Below script which is a slight modification from yours and should be the starting point .(w/ some minor modification on stdev being compared to a threshold). As you know, I need an actual script to further progress as this deletion would be done automatically by the script. The next phase internal code – after JMP data selection - is particularly having an issue when zero variance is encountered. Your prior version (ie. below) proved that these can be taken out. I am though trying to avoid deleting parameters w/ mean differences but with zero variance.
I cannot use a threshold that is dependent on actual parameter mean & distribution. e.g. I cannot specify practical difference, as this requires in depth examination of all 2000 parameters, not feasible. Not sure if I mentioned, but 2000 is just the tip of the iceberg, more coming. However, a single dataset contains roughly 2000 parameters.

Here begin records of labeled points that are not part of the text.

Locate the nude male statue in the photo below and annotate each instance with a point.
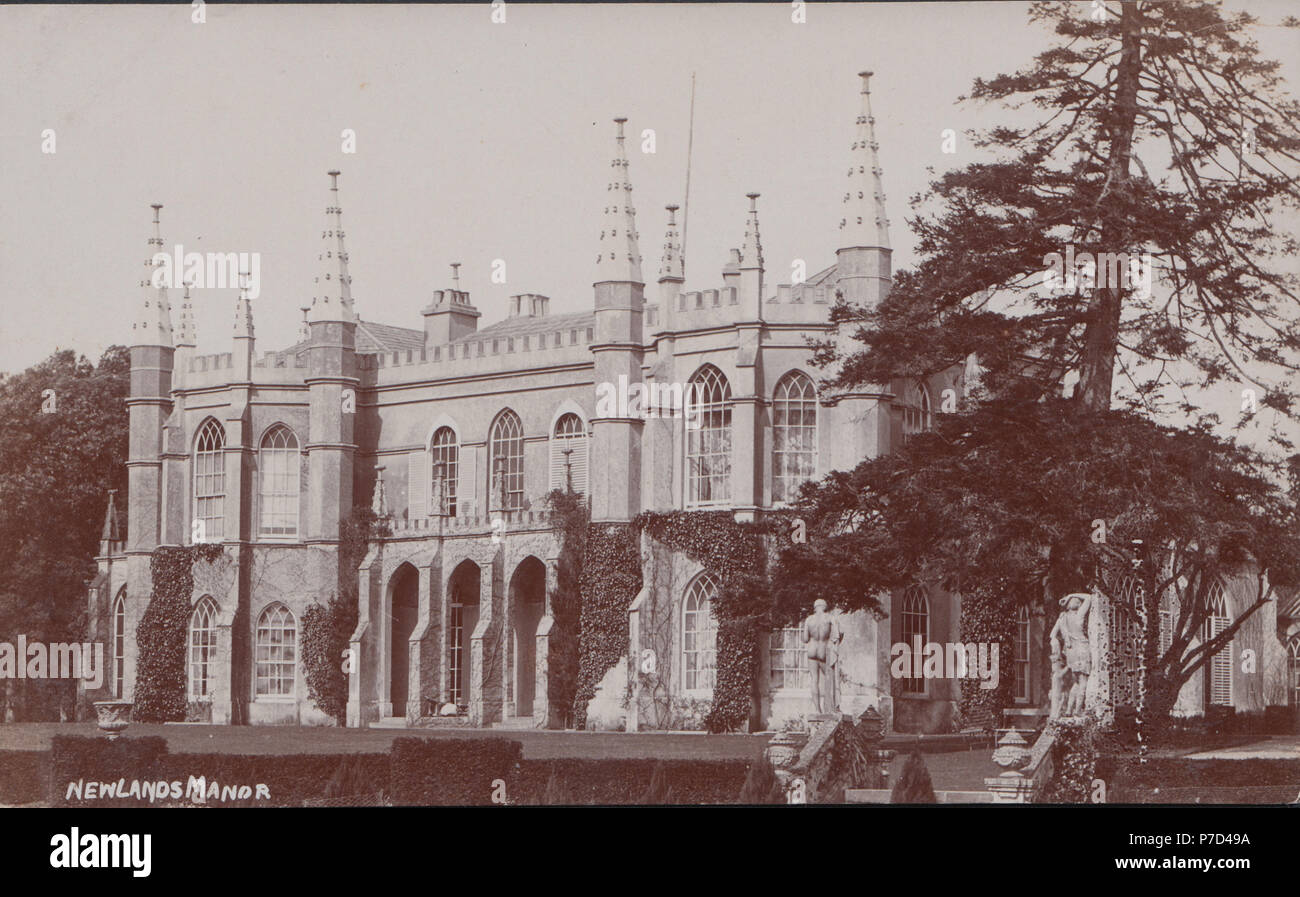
(822, 635)
(1069, 638)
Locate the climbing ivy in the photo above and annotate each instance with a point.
(328, 628)
(739, 555)
(160, 681)
(988, 616)
(571, 519)
(610, 581)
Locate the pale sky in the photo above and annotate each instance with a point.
(473, 142)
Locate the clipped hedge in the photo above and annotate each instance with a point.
(416, 771)
(620, 781)
(451, 771)
(290, 779)
(160, 683)
(86, 759)
(24, 776)
(1178, 779)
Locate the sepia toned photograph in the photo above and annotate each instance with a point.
(694, 404)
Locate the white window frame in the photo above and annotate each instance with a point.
(447, 453)
(506, 440)
(1222, 662)
(202, 654)
(917, 415)
(1022, 688)
(209, 480)
(784, 402)
(698, 619)
(118, 623)
(710, 395)
(908, 616)
(570, 432)
(776, 648)
(271, 456)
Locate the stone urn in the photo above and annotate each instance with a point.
(113, 716)
(783, 750)
(1013, 752)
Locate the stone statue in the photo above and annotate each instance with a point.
(1071, 655)
(822, 635)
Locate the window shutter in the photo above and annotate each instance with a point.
(466, 490)
(579, 456)
(417, 485)
(1221, 666)
(577, 462)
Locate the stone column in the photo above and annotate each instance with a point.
(416, 667)
(544, 714)
(486, 649)
(222, 687)
(360, 683)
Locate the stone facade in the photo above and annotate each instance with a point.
(269, 455)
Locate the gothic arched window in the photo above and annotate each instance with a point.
(709, 438)
(915, 622)
(700, 636)
(203, 649)
(507, 462)
(1022, 654)
(276, 651)
(209, 482)
(568, 454)
(1294, 668)
(280, 481)
(118, 642)
(1218, 671)
(793, 434)
(917, 416)
(446, 453)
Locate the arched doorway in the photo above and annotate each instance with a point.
(527, 605)
(404, 612)
(462, 619)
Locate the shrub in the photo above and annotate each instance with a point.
(1074, 761)
(658, 791)
(160, 675)
(622, 781)
(290, 779)
(557, 793)
(451, 771)
(351, 778)
(76, 758)
(914, 785)
(761, 784)
(24, 776)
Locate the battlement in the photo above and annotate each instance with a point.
(471, 525)
(488, 352)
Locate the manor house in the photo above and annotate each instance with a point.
(458, 430)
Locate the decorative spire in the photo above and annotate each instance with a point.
(619, 259)
(865, 222)
(671, 267)
(112, 529)
(378, 497)
(243, 310)
(333, 299)
(152, 325)
(189, 332)
(752, 252)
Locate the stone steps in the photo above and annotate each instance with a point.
(515, 723)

I can use p_value to filter parameters in or out depending on which ones cause a failure in our internal code. I think from that stand point, t-test may be a better option. However, I do not know how to insert the t-test and extract a p_value .... so I can add it as an additional filter.

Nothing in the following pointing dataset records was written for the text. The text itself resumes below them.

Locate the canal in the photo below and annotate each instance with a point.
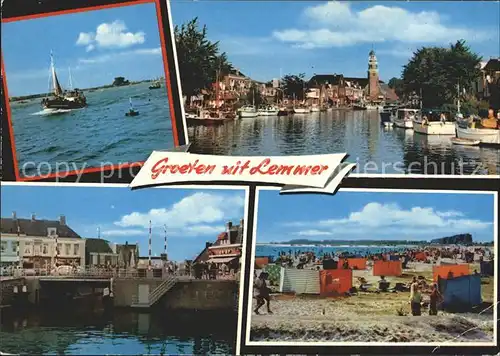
(373, 147)
(123, 332)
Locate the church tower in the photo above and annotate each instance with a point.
(373, 85)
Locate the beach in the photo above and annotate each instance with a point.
(372, 317)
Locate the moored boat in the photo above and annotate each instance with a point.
(433, 123)
(403, 118)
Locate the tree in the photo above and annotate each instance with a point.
(198, 58)
(435, 72)
(397, 85)
(294, 85)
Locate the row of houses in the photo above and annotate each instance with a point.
(41, 243)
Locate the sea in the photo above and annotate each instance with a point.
(274, 250)
(97, 135)
(373, 147)
(124, 333)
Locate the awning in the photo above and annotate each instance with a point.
(221, 260)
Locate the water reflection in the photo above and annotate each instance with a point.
(125, 332)
(373, 147)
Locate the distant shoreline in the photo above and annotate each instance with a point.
(42, 95)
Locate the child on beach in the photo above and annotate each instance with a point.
(262, 293)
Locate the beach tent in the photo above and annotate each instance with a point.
(460, 293)
(443, 271)
(335, 282)
(487, 268)
(420, 256)
(357, 263)
(387, 268)
(261, 261)
(274, 272)
(299, 281)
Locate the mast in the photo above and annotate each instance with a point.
(55, 81)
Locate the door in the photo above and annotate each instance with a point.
(143, 293)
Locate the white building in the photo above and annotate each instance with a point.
(37, 241)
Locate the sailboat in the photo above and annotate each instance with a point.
(131, 110)
(65, 100)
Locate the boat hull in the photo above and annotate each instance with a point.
(63, 104)
(485, 136)
(403, 124)
(434, 128)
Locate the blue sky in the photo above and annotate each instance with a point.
(262, 37)
(373, 216)
(192, 216)
(97, 45)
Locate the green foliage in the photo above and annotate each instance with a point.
(199, 59)
(436, 72)
(294, 85)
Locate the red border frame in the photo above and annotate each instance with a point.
(167, 79)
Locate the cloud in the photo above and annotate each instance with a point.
(193, 214)
(385, 220)
(110, 35)
(336, 24)
(123, 54)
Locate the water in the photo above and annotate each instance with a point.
(359, 133)
(96, 135)
(276, 250)
(125, 333)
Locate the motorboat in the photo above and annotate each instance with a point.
(403, 118)
(432, 122)
(301, 110)
(248, 111)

I feel like I have two options ...
1) Either I will use the code below as is w/ no further 2-sample means comparison. It would delete all such cases if even means are different. I need to then record the column names of those that were deleted (need help w/ that) , so that at the end of the overall study, I can turn my attention to them and analyze them in jmp to detect means difference if any. This would be a much smaller set of parameter analysis, percentage-wise, I expect zero variance cases to be a very minimal portion of the dataset.

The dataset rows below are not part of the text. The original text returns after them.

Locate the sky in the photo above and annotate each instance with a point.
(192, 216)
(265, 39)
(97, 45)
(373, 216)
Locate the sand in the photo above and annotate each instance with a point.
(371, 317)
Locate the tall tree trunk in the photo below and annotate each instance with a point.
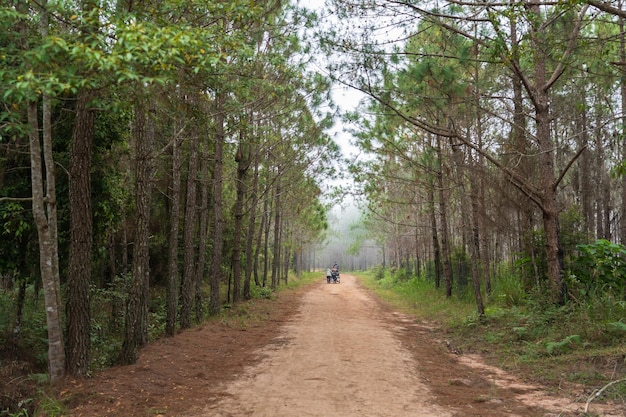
(622, 53)
(251, 233)
(45, 214)
(136, 325)
(276, 251)
(204, 229)
(435, 236)
(81, 239)
(266, 247)
(189, 232)
(218, 228)
(243, 164)
(174, 217)
(549, 207)
(44, 209)
(443, 219)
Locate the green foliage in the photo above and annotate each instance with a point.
(261, 292)
(601, 265)
(562, 346)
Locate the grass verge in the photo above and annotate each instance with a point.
(575, 349)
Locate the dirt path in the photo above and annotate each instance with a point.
(332, 350)
(338, 359)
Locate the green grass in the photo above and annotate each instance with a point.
(582, 343)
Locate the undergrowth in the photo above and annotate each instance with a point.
(582, 342)
(29, 385)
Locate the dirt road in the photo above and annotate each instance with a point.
(332, 350)
(339, 357)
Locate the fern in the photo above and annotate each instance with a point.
(562, 346)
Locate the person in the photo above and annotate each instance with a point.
(335, 273)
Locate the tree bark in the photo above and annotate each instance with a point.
(276, 251)
(136, 324)
(204, 230)
(243, 164)
(216, 263)
(622, 53)
(189, 228)
(251, 232)
(45, 214)
(174, 217)
(443, 220)
(81, 239)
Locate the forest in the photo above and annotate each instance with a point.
(494, 135)
(160, 161)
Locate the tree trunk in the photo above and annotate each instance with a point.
(276, 251)
(81, 239)
(189, 229)
(218, 228)
(266, 247)
(549, 207)
(45, 214)
(443, 219)
(204, 230)
(251, 233)
(622, 53)
(136, 325)
(243, 164)
(174, 217)
(434, 234)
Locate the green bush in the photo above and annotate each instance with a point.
(601, 265)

2) Or my second option is to add a t-test or any other test which offers a normalized threshold to fine tune the population of significant differences. Eg. I can use p_value to confirm or reject significance.
What do you think ?
Names Default To Here( 1 );
dt = current datatable();
dtcol1 = column(dt, 1);
dt1 = dt << subset(rows(dt<<get rows Where(ascolumn(dtcol1) == dtcol1[1])), invisible, selected columns(0));
dt2 = dt << subset(rows(dt<<get rows Where(ascolumn(dtcol1) != dtcol1[1])), invisible, selected columns(0));
// Get all continuous data columns
colList = dt << get column names( numeric, continuous );
// Loop across all columns and find those with no variance
For( i = N Items( collist ), i >= 1, i--,
If( (Col Std Dev( Column( dt1, colList[i] ) ) ) >= 0.01 & Col Std Dev( Column( dt2, colList[i] ) ) >= 0.01,
colList = Remove( colList, i, 1 )
// Delete the columns with no variance
dt<<delete columns(colList);
close(dt1, nosave);
close(dt2, nosave);
note: the thresholds on stdevs are not settled down. 0.01 is just one example. Will fine tune that.